Sort by
Blog

Financial Reform Confronts Not-So-Blind Justice

Pres. Obama signs Dodd-Frank in July of 2010Everyone with a sufficiently strong constitution to follow the Republican primary campaign and Mitt Romney’s sequel is well-versed on the theory that burdensome regulation hangs around the neck of the economy like a millstone. Rick Perry wanted to obliterate so many federal agencies that he simply could not keep the list in his spacious mind.

The corollary of this demagogic device can be found in the marbled courtroom of the D.C. Circuit Court, currently dominated by Republican appointees because of confirmation tactics in the Senate and mismanagement by the administration. Opinions abound on how the most important court in the land in matters of governance remains so skewed to the right, but these musings really do not matter to the immediate problem. Which is this: It seems that every single one of the 300-plus regulatory rules needed to implement the financial system reform embodied by the Dodd-Frank Act needs to go through some form of cost/benefit analysis performed by the promulgating agency. Inevitably, the applicable statutory provisions are not uniform and each agency’s duty is unique. Well-paid lawyers are able to assert shamelessly that the law applicable to each agency requires a massive economic cost/benefit analysis. Then again, a lawyer’s shame hurdle is fairly high, especially when his or hers client has the fee-paying capacity of Goldman Sachs, et al.

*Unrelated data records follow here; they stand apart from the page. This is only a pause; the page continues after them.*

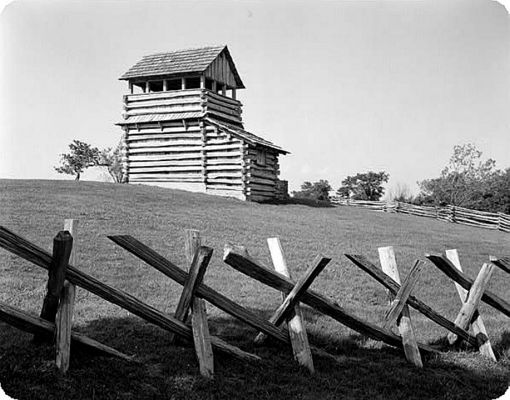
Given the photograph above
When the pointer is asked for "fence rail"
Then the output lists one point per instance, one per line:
(454, 214)
(57, 310)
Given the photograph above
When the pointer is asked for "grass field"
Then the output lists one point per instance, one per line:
(363, 369)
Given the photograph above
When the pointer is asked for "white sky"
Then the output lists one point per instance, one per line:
(346, 87)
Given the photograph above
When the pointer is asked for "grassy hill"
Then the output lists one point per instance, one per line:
(156, 216)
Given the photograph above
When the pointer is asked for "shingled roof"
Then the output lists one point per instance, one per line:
(180, 62)
(245, 135)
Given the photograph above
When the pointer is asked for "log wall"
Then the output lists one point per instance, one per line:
(261, 179)
(181, 102)
(168, 155)
(190, 155)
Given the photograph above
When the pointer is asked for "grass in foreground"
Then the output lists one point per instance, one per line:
(363, 368)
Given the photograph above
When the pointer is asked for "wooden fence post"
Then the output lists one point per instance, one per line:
(62, 246)
(200, 327)
(398, 304)
(470, 306)
(477, 323)
(64, 318)
(197, 261)
(300, 288)
(411, 350)
(296, 322)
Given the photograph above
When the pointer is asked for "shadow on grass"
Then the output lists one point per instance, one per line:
(165, 371)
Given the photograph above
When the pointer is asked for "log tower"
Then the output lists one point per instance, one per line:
(183, 128)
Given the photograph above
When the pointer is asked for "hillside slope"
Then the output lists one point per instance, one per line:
(157, 217)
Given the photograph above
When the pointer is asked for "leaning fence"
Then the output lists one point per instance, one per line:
(454, 214)
(55, 321)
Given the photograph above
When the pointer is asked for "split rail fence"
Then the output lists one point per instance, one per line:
(63, 276)
(454, 214)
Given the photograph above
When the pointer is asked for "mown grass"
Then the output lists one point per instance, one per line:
(362, 368)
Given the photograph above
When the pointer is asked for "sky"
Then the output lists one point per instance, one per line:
(345, 86)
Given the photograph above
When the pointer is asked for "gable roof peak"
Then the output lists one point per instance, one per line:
(179, 62)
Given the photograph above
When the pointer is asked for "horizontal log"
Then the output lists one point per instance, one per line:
(212, 186)
(162, 110)
(40, 327)
(197, 141)
(417, 304)
(238, 194)
(222, 140)
(155, 260)
(268, 182)
(226, 104)
(26, 250)
(166, 148)
(228, 146)
(224, 116)
(453, 273)
(228, 173)
(175, 163)
(141, 97)
(229, 169)
(211, 106)
(254, 188)
(188, 100)
(208, 94)
(165, 157)
(164, 131)
(313, 299)
(190, 133)
(220, 162)
(162, 178)
(226, 154)
(165, 169)
(155, 181)
(267, 174)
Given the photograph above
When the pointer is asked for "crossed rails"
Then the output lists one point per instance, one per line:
(192, 306)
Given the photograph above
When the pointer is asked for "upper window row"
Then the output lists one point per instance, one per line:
(179, 84)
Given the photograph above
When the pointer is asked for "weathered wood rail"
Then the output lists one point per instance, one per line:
(63, 276)
(454, 214)
(32, 253)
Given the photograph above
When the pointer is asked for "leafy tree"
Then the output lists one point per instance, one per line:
(401, 192)
(80, 157)
(466, 181)
(367, 186)
(317, 190)
(112, 159)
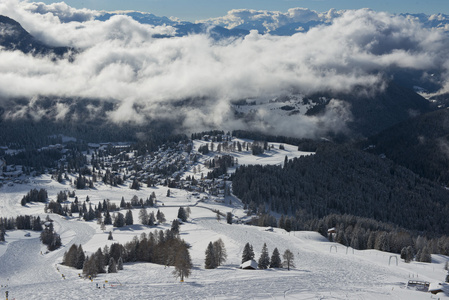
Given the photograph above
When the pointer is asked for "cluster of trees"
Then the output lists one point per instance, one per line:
(159, 247)
(26, 222)
(364, 233)
(35, 195)
(311, 187)
(215, 254)
(50, 238)
(265, 261)
(20, 222)
(220, 165)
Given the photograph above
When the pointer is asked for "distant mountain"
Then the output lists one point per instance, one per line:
(183, 28)
(14, 37)
(370, 113)
(440, 21)
(421, 144)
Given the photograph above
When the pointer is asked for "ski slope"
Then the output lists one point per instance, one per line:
(324, 270)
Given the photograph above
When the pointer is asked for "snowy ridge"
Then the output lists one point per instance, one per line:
(323, 269)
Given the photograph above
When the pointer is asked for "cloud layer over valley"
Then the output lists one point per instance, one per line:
(196, 78)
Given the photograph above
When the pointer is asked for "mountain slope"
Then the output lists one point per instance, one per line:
(14, 37)
(420, 144)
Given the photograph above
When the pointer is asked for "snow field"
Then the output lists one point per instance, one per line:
(323, 270)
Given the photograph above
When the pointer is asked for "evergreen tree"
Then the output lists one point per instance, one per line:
(107, 218)
(175, 226)
(70, 256)
(288, 259)
(275, 259)
(120, 264)
(143, 216)
(112, 267)
(119, 220)
(210, 261)
(160, 216)
(80, 258)
(129, 218)
(182, 214)
(219, 252)
(90, 267)
(425, 255)
(229, 218)
(183, 262)
(264, 259)
(99, 261)
(248, 253)
(151, 219)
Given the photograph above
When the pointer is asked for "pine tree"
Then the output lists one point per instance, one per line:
(183, 262)
(264, 259)
(275, 259)
(129, 218)
(143, 216)
(99, 261)
(160, 216)
(175, 226)
(120, 264)
(210, 260)
(119, 220)
(229, 218)
(107, 218)
(220, 252)
(288, 259)
(151, 219)
(70, 256)
(112, 267)
(425, 255)
(182, 214)
(80, 258)
(90, 267)
(248, 253)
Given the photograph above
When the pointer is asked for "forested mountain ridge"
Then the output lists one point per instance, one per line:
(420, 144)
(14, 37)
(343, 180)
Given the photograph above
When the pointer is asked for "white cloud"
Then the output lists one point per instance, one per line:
(120, 61)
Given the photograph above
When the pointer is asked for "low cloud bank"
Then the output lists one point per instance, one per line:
(123, 62)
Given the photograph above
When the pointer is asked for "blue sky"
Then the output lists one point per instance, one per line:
(203, 9)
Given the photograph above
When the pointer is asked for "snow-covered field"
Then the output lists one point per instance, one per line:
(323, 270)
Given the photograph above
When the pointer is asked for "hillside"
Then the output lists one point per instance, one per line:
(14, 37)
(419, 144)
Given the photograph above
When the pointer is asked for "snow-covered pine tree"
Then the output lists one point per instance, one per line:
(112, 267)
(275, 259)
(248, 253)
(175, 226)
(288, 259)
(120, 263)
(210, 260)
(129, 218)
(143, 216)
(182, 214)
(219, 252)
(264, 259)
(183, 262)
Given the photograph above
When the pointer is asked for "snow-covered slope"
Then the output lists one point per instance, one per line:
(323, 269)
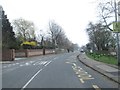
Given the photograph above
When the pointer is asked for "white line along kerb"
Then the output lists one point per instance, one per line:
(31, 79)
(48, 63)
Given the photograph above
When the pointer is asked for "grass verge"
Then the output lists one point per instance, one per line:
(103, 58)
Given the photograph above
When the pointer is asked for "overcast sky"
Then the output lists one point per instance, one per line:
(72, 15)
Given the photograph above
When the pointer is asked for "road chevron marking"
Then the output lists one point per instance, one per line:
(96, 87)
(31, 79)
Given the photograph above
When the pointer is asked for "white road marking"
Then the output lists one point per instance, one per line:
(96, 87)
(31, 79)
(48, 63)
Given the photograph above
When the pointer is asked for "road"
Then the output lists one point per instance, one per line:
(53, 71)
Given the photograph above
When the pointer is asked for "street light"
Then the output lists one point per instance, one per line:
(117, 33)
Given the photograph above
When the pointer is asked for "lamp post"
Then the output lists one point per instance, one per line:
(117, 33)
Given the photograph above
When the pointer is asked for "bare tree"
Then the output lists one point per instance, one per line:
(24, 29)
(106, 11)
(99, 36)
(55, 31)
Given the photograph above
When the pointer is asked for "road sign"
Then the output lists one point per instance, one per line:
(116, 27)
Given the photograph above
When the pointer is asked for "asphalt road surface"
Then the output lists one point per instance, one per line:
(53, 71)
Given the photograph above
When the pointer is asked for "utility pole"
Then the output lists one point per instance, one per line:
(117, 33)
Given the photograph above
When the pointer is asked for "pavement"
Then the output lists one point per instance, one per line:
(110, 71)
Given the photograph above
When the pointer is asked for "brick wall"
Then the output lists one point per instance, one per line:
(32, 52)
(8, 55)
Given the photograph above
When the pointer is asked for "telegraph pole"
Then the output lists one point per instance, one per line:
(117, 33)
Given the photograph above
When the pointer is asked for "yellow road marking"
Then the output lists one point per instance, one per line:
(96, 87)
(86, 78)
(81, 80)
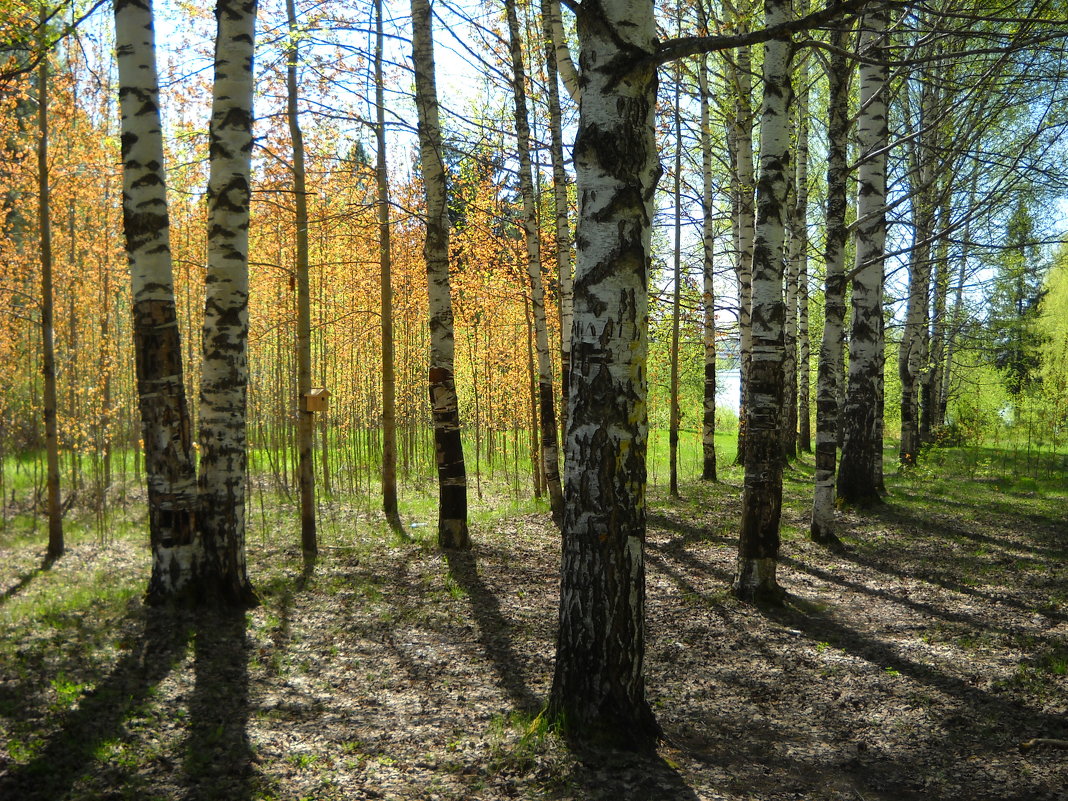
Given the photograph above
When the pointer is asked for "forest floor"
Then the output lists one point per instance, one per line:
(915, 664)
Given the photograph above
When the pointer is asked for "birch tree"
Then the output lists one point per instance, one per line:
(860, 472)
(177, 553)
(762, 495)
(389, 476)
(743, 219)
(305, 421)
(708, 471)
(547, 413)
(449, 450)
(224, 371)
(56, 546)
(598, 688)
(829, 368)
(550, 13)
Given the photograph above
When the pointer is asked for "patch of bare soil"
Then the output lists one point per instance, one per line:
(912, 665)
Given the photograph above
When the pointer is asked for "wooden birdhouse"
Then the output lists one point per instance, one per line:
(315, 399)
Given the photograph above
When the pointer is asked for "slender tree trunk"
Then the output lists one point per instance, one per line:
(305, 418)
(386, 258)
(860, 472)
(224, 371)
(177, 552)
(562, 55)
(676, 294)
(449, 449)
(834, 295)
(930, 377)
(708, 241)
(801, 234)
(563, 235)
(740, 140)
(912, 352)
(791, 253)
(547, 412)
(763, 492)
(56, 546)
(955, 323)
(598, 689)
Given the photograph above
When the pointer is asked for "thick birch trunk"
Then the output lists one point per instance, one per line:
(177, 552)
(763, 492)
(449, 449)
(224, 372)
(598, 690)
(305, 419)
(860, 472)
(389, 476)
(708, 471)
(547, 413)
(834, 296)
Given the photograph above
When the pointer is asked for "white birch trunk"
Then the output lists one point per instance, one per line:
(177, 553)
(563, 234)
(860, 473)
(598, 691)
(740, 140)
(449, 451)
(224, 372)
(829, 371)
(547, 415)
(763, 491)
(708, 471)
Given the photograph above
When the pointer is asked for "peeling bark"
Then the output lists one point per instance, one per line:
(834, 296)
(598, 690)
(177, 553)
(860, 474)
(224, 373)
(449, 450)
(758, 536)
(547, 413)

Yesterday, Americans for Financial Reform hosted an informative conference on the legal and quantitative issues of cost/benefit requirements. In summary, the law should require only consideration of costs and benefits focusing on public benefits and costs, and that the agencies have wide discretion in the process. Economists believe that quantitative analysis is difficult, especially as it pertains to benefits. Unfortunately, how things should work is not way the D.C. Circuit approaches the problem.

The cost/benefit challenge to the financial reform rules originated with a 2011 D.C. Circuit decision (Business Roundtable v. SEC) in which a proxy access rule authorized by Dodd-Frank was sent back to the SEC for inadequate cost/benefit analysis. The Court found no substantive problem with the rule or even the outcome of the cost/benefit analysis. The flaw was the omission of quantitative economic analysis of the costs of an obscure and unlikely potential outcome from the rule. Encouraged by their unlikely success, financial industry representatives have now challenged the CFTC’s position limit rules and have overtly threatened to challenge all significant rules.*

The effect of this ruling and the follow-on litigation has been profound. The SEC has ceased proposing and promulgating rules for all intents and purposes. It cowers in a corner contemplating how, given its limited resources, it can possibly undertake the massive enquiries required by the court in dozens of rulemakings on its agenda. The CFTC is far bolder, but perhaps more at risk since its rulemaking burden is much broader and it is far more impoverished. And the Republican CFTC Commissioners have taken to inserting disparaging statements regarding staff cost/benefit analyses in the record for every action on every significant rule. It is almost as if these commissioners were coordinating their efforts with the litigation teams employed by the Chamber of Commerce, SIFMA, ISDA and the Business Roundtable. What an unfortunate coincidence (and I use the term out of an abundance of generosity) for the public and for those who are fighting tirelessly to protect the public from dangerous and predatory banking practices!